AI regulation in 2026 is becoming a global patchwork. An October 2025 watchlist from Atomicmail summarised the state of play: the EU AI Act is live, a proposed Digital Omnibus may delay some high-risk obligations, the US is moving toward federal preemption, and the UK continues to rely on sectoral regulators rather than a dedicated AI statute.
For firms operating across borders, this fragmentation is the central compliance challenge. A model trained in one jurisdiction, hosted in another and sold globally can trigger multiple regimes at once. A checklist approach helps keep the moving parts visible.
European Union
The EU AI Act is the most developed framework. It classifies AI systems by risk, imposes transparency obligations on general-purpose models, and requires conformity assessments for high-risk systems. The August 2026 deadline for high-risk obligations is the key date for most providers.
The proposed Digital Omnibus has raised the possibility of a stop-the-clock delay for some high-risk obligations. Firms should monitor the proposal, but not rely on it. Preparing for the August deadline remains the safer course.
United States
The US lacks a comprehensive federal AI law but has several active fronts: Executive Orders on AI safety and preemption, agency guidance from the FTC and NIST, export controls on advanced models, and a growing number of state-level statutes. Colorado, California and others have enacted AI-specific rules.

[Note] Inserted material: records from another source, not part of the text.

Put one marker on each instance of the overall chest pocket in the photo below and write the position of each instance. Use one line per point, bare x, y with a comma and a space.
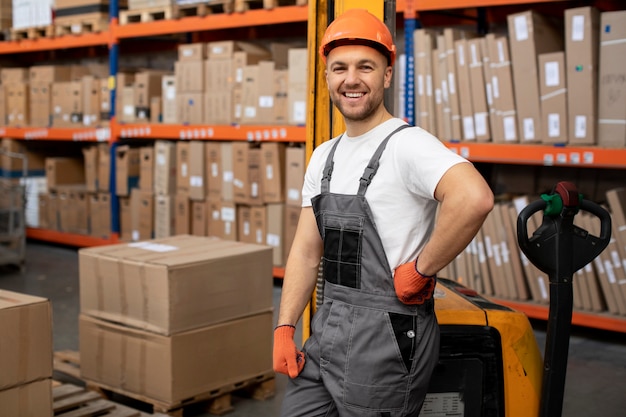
343, 245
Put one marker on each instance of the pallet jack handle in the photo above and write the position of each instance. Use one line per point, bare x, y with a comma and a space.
559, 248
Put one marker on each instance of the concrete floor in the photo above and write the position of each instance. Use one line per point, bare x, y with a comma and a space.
596, 374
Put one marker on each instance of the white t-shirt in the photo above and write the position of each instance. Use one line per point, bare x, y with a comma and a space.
401, 194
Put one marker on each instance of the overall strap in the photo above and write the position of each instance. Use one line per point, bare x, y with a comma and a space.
328, 168
374, 163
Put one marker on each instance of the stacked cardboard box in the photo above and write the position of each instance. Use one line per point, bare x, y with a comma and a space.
26, 359
171, 319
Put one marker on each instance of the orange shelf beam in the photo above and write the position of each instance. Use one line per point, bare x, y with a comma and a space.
57, 133
260, 17
70, 239
210, 132
62, 42
584, 157
598, 321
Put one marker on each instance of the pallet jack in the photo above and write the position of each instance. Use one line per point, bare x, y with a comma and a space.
490, 363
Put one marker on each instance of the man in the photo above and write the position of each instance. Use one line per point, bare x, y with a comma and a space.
385, 207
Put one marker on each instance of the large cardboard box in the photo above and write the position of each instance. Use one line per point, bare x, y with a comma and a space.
33, 399
612, 88
582, 31
530, 34
553, 97
25, 339
164, 167
64, 171
294, 171
127, 166
172, 369
175, 284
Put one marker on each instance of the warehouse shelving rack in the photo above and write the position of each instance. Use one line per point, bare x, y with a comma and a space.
409, 10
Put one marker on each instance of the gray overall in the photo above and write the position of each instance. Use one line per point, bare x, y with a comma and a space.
369, 355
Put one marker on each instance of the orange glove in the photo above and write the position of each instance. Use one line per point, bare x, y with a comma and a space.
411, 286
288, 359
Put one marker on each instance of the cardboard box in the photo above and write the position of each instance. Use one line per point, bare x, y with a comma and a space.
530, 34
611, 88
127, 166
182, 168
273, 169
169, 370
165, 167
164, 216
295, 166
197, 171
64, 171
214, 174
298, 93
582, 31
193, 282
25, 339
223, 220
553, 90
32, 399
142, 214
169, 105
146, 168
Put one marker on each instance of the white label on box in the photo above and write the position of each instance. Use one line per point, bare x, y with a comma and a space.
529, 128
481, 123
154, 247
420, 85
468, 128
521, 28
449, 404
578, 28
552, 74
495, 86
170, 93
266, 101
195, 181
273, 239
451, 83
554, 125
228, 214
249, 111
510, 133
580, 126
299, 111
293, 194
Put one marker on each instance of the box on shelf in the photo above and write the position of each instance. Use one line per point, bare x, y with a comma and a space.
175, 284
175, 368
25, 339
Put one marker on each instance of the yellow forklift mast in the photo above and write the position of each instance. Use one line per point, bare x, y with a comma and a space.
490, 363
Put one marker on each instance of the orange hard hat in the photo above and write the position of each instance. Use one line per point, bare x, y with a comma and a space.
358, 27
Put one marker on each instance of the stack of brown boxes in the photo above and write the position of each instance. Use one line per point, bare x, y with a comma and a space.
171, 319
26, 359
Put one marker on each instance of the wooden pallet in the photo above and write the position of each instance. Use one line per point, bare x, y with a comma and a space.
150, 14
217, 402
71, 400
32, 33
204, 9
81, 24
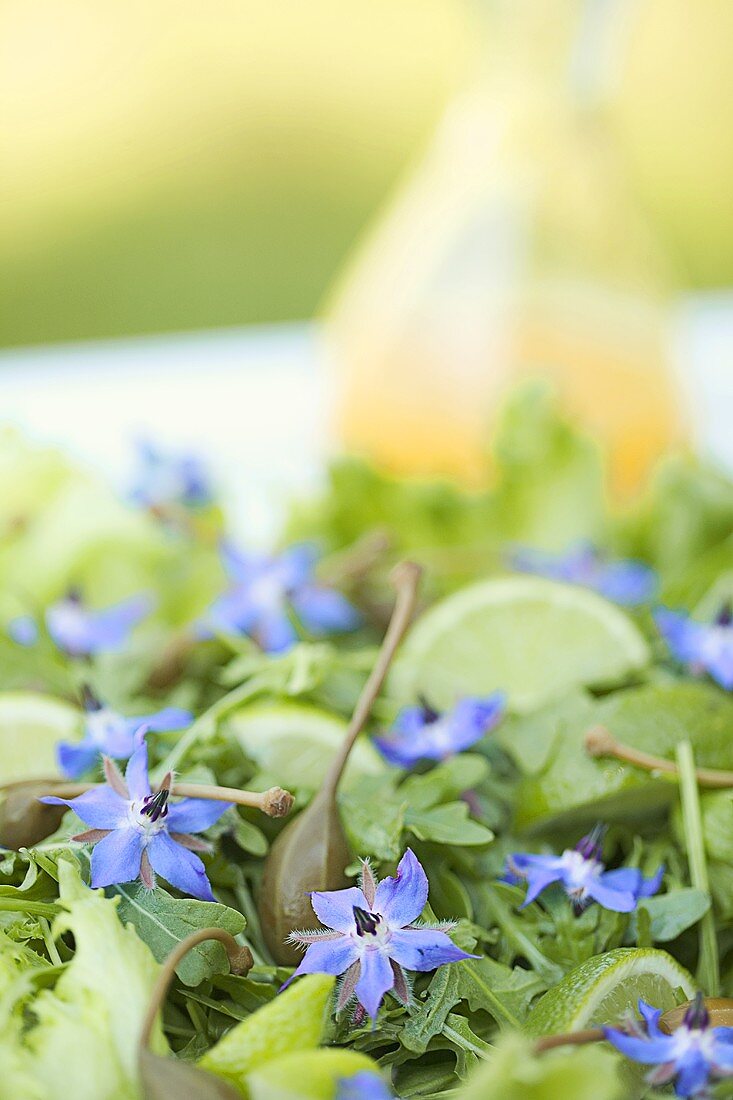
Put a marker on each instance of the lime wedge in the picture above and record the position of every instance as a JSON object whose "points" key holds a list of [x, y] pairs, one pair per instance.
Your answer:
{"points": [[534, 639], [602, 989], [30, 728], [293, 745]]}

Federal preemption is now an explicit policy objective, but it will take time and litigation to determine how far it reaches. In the meantime, national operators must comply with the most restrictive applicable state law.
United Kingdom
The UK has no dedicated AI Bill in force and the anticipated legislation is delayed. Instead, the government is using AI Growth Zones, regulatory sandboxes and existing regulators to manage AI risk. The ICO, FCA, Ofcom, CMA and MHRA are all applying their current powers to AI use cases.
For UK firms, this means compliance is sector-specific and use-case-specific. It also means there is no single UK AI mark or certificate to point to for international customers.

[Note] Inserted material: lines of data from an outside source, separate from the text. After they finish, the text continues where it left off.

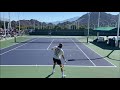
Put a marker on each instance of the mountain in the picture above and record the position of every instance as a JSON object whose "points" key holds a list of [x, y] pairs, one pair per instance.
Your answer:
{"points": [[105, 19], [69, 20]]}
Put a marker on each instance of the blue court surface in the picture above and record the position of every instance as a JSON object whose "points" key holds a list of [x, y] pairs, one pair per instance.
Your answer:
{"points": [[37, 51]]}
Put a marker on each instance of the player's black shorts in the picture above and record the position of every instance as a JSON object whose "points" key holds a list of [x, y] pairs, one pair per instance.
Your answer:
{"points": [[58, 61]]}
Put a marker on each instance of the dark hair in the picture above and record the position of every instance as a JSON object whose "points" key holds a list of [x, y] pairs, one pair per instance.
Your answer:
{"points": [[60, 45]]}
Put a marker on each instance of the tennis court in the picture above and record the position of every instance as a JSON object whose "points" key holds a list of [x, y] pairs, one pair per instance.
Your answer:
{"points": [[37, 52]]}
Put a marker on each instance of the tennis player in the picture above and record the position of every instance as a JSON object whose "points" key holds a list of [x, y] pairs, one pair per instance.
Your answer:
{"points": [[58, 53]]}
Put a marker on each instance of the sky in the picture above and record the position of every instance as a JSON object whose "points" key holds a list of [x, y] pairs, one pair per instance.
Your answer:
{"points": [[44, 16]]}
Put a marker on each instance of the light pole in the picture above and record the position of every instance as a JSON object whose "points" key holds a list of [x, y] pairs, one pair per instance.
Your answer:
{"points": [[118, 29], [107, 22], [4, 24], [88, 26], [19, 22], [115, 22], [98, 18], [34, 24]]}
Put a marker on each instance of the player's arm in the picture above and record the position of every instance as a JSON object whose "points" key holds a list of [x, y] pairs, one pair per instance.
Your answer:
{"points": [[53, 48]]}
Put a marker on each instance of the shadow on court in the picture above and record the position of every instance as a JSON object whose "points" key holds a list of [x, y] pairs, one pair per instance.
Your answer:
{"points": [[49, 75], [103, 45], [107, 56]]}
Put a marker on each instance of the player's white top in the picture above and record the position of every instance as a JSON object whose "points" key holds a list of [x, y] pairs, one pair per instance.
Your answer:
{"points": [[58, 52]]}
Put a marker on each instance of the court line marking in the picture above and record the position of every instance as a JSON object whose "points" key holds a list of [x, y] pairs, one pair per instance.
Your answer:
{"points": [[52, 65], [83, 52], [15, 48], [99, 55], [13, 45], [50, 44], [46, 49]]}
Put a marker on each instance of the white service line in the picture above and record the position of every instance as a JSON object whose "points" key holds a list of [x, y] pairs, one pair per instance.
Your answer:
{"points": [[83, 52], [29, 49], [100, 55], [50, 44], [52, 65], [15, 48], [12, 45]]}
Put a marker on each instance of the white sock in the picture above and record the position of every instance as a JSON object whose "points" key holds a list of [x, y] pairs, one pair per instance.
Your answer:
{"points": [[62, 73], [53, 70]]}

China and other jurisdictions
China has introduced algorithmic recommendation, deep synthesis and generative AI regulations, with a focus on content control, data security and algorithmic filing. Other jurisdictions, including Canada, Brazil, Singapore and Japan, are at various stages of developing AI-specific or adapted frameworks.
How to build a checklist
A practical global AI compliance checklist should cover:
- Jurisdiction of deployment, not just jurisdiction of incorporation.

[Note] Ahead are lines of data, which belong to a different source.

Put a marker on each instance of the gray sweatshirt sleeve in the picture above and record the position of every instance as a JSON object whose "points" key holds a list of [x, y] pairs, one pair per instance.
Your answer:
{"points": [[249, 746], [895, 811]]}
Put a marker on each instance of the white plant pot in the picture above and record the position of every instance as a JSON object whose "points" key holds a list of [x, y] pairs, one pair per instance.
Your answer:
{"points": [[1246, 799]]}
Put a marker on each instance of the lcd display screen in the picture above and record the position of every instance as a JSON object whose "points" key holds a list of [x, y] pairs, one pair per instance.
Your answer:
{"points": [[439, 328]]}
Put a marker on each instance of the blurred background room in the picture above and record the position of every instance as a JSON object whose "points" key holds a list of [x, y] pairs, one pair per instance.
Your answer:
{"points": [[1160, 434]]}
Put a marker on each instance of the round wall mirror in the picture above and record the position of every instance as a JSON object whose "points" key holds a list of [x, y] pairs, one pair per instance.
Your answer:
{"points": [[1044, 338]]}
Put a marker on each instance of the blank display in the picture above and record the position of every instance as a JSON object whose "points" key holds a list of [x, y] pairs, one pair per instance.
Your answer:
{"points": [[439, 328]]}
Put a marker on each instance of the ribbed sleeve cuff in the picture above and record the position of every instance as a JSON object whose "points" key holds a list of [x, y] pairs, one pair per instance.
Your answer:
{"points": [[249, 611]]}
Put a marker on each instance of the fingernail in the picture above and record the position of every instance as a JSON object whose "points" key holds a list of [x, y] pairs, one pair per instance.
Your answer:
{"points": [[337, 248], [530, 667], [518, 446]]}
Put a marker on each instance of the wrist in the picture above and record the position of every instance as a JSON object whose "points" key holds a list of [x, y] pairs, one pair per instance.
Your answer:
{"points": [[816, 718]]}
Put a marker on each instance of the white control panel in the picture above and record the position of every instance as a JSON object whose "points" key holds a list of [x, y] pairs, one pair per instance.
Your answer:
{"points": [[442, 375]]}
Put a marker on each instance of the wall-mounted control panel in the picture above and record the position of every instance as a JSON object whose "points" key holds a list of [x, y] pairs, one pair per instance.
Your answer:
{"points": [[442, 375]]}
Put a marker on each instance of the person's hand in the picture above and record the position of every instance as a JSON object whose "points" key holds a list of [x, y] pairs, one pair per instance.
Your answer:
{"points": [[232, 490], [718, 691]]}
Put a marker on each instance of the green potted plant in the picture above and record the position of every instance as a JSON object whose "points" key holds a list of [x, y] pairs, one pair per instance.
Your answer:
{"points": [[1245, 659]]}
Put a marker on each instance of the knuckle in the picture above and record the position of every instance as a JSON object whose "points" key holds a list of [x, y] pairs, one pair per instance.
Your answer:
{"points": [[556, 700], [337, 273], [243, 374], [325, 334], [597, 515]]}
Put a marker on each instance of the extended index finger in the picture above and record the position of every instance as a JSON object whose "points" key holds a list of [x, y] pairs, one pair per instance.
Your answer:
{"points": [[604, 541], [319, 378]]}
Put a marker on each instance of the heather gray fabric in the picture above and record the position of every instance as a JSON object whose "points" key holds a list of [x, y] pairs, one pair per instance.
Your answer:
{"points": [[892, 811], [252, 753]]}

- Risk classification under the EU AI Act and any local equivalents.
- Sector-specific rules such as financial services, healthcare, recruitment and online safety.
- Data protection obligations, including cross-border transfers and automated decision-making.
- Contractual allocation of liability between providers, deployers and distributors.
- Monitoring for new guidance, enforcement actions and legislative updates.
The bottom line
Global AI regulation is not converging quickly. The EU is leading with a broad statute, the US is pushing federal preemption, and the UK is experimenting with lighter-touch sectoral oversight. Firms that map their exposures jurisdiction by jurisdiction will be better placed to adapt as the rules evolve.